BLBG:Won Leads Drop in Asian Currencies on Euro Debt Contagion Woes
South Korea’s won and Malaysia’s ringgit led a decline in Asian currencies as Europe’s sovereign- debt crisis engulfed Italy, the region’s biggest borrower, sapping demand for emerging-market assets.
The won fell by the most in seven weeks and the ringgit retreated to its lowest level in almost two weeks after warnings by Moody’s Investors Service and Standard & Poor’s over Italy’s ability to finance its debt. Overseas investors cut their holdings of Korean stocks for the first time this month.
“It’s a wholesale flight to safety now,” said Tim Condon, Singapore-based head of research for Asia at ING Groep NV. “Risk assets are going to be sold off today. It’s going to be a bad day for Asian equities, unless something changes. It’s going to be a bad day for Asian currencies as well.”
The won depreciated 0.8 percent to 1,066.43 per dollar as of the 3 p.m. close in Seoul, according to data compiled by Bloomberg. The ringgit weakened 0.7 percent to 3.0328 and China’s yuan declined 0.08 percent to 6.4722.
Euro-area countries may have to double their bailout fund to 1.5 trillion euros ($2.1 trillion) to provide support for Italy, the European Central Bank said, according to German newspaper Die Welt. The Financial Times cited unnamed senior officials as saying that European leaders are prepared to accept that Greece should default on some of its bonds.
Factory Slowdown
“It looks like the European debt crisis will spread more, on top of the Greece crisis, which hasn’t been resolved yet,” said Byeon Ji Young, a currency analyst at Woori Futures Co. in Seoul. “Concern about the Europe debt crisis is making investors flee emerging markets to seek safer assets.”
The ringgit declined for a second day after a government report yesterday showed industrial output in Malaysia slid 5.1 percent from a year earlier in May following a 2.2 percent drop the previous month. That was steeper than the median estimate for 2.7 percent in a Bloomberg poll of 15 economists.
The People’s Bank of China set the yuan’s reference rate weaker for a second day, fixing it at 6.4748 per dollar.
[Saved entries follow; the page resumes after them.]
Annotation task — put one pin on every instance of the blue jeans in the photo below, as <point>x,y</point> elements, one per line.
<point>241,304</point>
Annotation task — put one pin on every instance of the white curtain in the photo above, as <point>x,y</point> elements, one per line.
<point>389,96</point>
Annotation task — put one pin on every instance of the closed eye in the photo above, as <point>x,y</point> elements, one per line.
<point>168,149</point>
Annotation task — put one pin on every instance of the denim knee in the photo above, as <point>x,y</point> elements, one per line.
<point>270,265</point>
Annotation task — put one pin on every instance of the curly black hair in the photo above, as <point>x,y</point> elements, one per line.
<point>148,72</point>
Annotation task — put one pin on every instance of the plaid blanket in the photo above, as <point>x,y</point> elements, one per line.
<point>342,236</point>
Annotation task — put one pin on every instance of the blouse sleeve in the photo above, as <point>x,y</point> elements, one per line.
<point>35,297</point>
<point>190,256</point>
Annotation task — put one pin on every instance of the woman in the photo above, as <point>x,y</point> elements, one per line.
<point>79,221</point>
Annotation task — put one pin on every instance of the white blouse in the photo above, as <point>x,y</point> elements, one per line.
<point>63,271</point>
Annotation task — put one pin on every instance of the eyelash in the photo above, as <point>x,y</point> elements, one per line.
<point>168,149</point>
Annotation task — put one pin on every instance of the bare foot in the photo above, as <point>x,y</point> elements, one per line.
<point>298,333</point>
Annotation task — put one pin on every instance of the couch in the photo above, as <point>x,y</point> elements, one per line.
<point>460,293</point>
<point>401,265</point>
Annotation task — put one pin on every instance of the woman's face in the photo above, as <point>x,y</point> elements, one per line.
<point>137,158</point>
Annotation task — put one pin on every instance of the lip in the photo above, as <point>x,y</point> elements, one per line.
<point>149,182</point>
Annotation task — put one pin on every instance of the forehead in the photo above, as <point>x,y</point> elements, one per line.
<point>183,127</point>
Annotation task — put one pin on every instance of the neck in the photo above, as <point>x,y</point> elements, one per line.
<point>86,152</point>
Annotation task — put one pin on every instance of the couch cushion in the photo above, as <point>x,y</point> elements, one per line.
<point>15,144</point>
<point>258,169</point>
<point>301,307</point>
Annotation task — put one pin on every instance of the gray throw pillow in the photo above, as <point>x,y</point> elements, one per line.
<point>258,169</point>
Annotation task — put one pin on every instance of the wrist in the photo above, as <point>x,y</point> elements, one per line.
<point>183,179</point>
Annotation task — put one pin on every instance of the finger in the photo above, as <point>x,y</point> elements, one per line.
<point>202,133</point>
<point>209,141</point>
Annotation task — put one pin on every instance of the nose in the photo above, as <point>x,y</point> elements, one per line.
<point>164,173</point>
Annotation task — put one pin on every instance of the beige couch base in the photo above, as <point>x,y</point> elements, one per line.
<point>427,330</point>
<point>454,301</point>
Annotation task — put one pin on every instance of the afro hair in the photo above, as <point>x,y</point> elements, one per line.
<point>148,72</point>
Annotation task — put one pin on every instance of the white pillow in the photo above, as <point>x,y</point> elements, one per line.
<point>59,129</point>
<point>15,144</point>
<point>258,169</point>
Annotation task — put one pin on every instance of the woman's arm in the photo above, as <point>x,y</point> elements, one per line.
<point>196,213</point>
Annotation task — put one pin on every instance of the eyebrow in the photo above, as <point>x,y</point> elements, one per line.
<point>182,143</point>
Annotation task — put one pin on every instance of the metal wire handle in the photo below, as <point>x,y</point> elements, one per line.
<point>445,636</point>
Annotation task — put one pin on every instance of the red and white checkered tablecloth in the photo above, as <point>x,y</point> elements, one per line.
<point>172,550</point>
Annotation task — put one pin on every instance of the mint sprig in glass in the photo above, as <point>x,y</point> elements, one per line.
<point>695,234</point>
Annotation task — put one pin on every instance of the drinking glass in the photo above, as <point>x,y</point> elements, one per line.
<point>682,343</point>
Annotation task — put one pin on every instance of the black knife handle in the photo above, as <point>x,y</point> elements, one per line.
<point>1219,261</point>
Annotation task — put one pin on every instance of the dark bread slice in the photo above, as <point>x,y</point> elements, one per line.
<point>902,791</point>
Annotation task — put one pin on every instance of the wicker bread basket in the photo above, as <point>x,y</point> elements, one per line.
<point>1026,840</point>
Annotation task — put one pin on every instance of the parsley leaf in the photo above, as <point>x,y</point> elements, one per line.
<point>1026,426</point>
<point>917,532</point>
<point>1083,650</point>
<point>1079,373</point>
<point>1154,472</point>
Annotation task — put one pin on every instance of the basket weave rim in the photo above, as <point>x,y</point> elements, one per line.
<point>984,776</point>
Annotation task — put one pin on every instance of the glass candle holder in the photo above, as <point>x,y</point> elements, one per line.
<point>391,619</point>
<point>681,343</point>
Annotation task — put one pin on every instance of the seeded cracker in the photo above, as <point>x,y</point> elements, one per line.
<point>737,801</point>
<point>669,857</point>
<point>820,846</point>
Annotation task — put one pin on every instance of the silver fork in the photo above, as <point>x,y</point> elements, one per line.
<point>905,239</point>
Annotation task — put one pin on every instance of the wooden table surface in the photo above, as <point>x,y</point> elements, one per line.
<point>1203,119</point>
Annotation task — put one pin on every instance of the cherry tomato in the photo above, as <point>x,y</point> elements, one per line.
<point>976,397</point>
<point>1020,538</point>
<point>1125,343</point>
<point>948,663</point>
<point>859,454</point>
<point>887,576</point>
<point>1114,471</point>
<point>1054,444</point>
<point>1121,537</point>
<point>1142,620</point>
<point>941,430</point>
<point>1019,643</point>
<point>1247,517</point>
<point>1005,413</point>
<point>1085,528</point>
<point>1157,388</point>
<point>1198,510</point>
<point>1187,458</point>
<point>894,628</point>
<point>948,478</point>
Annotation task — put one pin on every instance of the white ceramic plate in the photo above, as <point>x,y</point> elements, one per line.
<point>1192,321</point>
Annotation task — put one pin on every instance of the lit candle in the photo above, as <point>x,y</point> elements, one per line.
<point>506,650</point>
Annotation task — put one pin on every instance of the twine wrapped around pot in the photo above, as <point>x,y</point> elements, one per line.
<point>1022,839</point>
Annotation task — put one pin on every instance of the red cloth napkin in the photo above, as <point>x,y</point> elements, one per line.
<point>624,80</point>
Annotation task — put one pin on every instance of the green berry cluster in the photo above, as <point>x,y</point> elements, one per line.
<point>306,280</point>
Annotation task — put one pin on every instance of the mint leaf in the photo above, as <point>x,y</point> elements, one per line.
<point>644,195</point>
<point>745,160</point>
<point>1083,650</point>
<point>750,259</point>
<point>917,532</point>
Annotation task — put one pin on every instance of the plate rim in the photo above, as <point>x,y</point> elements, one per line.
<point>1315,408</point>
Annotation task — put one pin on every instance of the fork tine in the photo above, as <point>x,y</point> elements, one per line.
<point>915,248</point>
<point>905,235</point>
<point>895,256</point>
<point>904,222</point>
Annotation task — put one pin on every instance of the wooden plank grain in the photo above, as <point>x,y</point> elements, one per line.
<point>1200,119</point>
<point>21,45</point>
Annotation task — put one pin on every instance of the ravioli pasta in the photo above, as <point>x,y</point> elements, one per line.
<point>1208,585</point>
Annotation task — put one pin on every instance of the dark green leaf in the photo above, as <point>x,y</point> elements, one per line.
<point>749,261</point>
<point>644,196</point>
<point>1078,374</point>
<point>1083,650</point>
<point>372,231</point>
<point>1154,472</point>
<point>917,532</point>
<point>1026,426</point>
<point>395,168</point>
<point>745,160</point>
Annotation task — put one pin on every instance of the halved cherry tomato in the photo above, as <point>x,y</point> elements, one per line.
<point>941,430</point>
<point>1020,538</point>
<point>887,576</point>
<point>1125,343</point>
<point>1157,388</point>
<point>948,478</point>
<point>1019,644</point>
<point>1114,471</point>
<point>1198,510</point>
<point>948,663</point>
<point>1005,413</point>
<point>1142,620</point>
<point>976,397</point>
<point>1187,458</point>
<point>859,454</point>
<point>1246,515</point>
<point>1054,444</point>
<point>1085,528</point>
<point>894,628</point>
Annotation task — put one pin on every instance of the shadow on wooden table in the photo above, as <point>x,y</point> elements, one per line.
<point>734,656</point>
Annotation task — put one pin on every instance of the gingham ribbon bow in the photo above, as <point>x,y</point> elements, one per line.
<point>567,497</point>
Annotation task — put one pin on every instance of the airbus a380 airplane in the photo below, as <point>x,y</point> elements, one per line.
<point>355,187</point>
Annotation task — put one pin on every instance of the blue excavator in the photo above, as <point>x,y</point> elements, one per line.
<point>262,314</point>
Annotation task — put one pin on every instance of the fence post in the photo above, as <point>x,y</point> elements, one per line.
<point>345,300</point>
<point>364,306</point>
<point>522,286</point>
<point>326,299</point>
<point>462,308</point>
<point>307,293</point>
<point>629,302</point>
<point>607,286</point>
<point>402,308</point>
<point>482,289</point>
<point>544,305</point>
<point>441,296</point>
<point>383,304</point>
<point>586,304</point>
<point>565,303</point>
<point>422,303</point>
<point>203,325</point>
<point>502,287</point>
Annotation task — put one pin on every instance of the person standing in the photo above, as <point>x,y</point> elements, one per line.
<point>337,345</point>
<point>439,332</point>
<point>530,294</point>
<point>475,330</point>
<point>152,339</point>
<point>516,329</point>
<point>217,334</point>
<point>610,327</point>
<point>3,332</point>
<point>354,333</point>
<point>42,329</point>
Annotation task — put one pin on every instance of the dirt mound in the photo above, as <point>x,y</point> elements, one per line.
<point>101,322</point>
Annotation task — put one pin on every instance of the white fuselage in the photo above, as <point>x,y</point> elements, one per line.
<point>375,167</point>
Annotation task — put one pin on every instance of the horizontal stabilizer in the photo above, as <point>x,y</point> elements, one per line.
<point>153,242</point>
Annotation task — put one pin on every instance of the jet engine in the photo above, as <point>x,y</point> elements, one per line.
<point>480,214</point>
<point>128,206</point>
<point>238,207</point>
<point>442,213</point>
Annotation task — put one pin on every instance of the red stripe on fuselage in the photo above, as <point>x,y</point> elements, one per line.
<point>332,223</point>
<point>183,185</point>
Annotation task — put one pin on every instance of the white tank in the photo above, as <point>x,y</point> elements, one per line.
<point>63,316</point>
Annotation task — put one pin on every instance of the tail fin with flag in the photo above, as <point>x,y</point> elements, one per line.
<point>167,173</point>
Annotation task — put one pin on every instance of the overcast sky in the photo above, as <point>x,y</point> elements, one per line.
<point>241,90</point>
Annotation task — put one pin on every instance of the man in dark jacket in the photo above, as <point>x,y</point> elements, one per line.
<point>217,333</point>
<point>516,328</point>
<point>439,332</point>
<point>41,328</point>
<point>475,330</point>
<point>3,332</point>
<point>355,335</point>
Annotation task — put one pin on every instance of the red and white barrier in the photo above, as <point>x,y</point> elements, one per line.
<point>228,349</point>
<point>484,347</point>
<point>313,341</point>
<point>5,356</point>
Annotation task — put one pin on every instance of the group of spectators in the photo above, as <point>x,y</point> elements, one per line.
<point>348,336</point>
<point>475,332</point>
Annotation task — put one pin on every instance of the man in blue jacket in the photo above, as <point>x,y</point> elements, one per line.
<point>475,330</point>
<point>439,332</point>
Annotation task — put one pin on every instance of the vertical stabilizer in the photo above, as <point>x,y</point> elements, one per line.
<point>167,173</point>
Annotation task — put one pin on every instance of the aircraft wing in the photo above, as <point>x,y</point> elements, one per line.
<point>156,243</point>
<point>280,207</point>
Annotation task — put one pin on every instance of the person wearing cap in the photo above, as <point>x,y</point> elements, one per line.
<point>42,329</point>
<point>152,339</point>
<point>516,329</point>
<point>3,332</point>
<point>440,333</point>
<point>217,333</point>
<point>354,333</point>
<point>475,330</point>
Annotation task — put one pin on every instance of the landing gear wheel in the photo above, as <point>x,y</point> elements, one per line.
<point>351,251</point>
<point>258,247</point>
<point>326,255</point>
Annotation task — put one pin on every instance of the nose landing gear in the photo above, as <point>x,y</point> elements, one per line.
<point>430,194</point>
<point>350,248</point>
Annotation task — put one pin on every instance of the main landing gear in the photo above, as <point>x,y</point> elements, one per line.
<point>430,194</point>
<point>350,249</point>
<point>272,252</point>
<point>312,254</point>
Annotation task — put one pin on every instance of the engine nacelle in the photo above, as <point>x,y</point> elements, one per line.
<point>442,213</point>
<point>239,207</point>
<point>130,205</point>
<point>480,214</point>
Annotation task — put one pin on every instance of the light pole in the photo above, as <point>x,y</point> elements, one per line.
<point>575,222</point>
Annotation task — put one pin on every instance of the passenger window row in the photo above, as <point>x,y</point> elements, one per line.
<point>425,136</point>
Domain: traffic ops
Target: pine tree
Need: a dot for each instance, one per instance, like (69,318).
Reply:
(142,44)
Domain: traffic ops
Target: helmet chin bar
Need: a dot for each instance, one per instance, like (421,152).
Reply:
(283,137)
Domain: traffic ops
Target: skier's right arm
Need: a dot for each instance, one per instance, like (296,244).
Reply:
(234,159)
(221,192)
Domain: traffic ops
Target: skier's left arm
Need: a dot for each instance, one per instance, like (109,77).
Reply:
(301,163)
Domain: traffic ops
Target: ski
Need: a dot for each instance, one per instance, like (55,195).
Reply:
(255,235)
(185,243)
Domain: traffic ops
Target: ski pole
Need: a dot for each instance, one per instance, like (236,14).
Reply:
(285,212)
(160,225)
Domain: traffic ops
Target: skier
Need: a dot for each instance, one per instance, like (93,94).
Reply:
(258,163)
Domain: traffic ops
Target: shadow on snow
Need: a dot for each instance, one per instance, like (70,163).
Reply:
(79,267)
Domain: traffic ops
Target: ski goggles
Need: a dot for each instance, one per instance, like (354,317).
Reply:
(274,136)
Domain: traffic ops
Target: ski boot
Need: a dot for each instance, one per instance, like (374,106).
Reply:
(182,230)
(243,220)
China’s State Council may discuss the nation’s economic development direction for the second half during a regular meeting tomorrow, the National Business Daily reported today, without saying where it got the information.
China’s economy probably grew the least in almost two years last quarter. The government is forecast to report tomorrow that gross domestic product rose 9.3 percent from a year before, according to the median estimate in a Bloomberg survey, down from 9.7 percent the previous quarter.
China Slowdown
Thailand’s baht fell 0.3 percent to 30.39 against the dollar, declining for a second day, according to data compiled by Bloomberg.
“Sentiment for the emerging-market markets is weak due to growing concerns over Europe’s debt problems,” said Hideki Hayashi, a global economist at Mizuho Securities Co. in Tokyo. “China’s slowdown will add to weight on the regional currencies. The baht is influenced mostly by external factors.”
The Indian rupee weakened 0.5 percent to 44.70 per dollar after data showed today that India’s industrial production growth unexpectedly slowed in May. Output at factories, utilities and mines rose 5.6 percent from a year earlier following a revised 5.8 percent gain in the previous month, the Central Statistical Office said in a statement in New Delhi today. The median of 27 estimates in a Bloomberg News survey was for an 8.5 percent jump.
Elsewhere, Indonesia’s rupiah decreased 0.4 percent to 8,570 against the greenback. Singapore’s dollar fell 0.5 percent to S$1.2291, Taiwan’s dollar slid 0.5 percent to NT$28.998 and the Philippine peso dropped 0.8 percent to 43.24.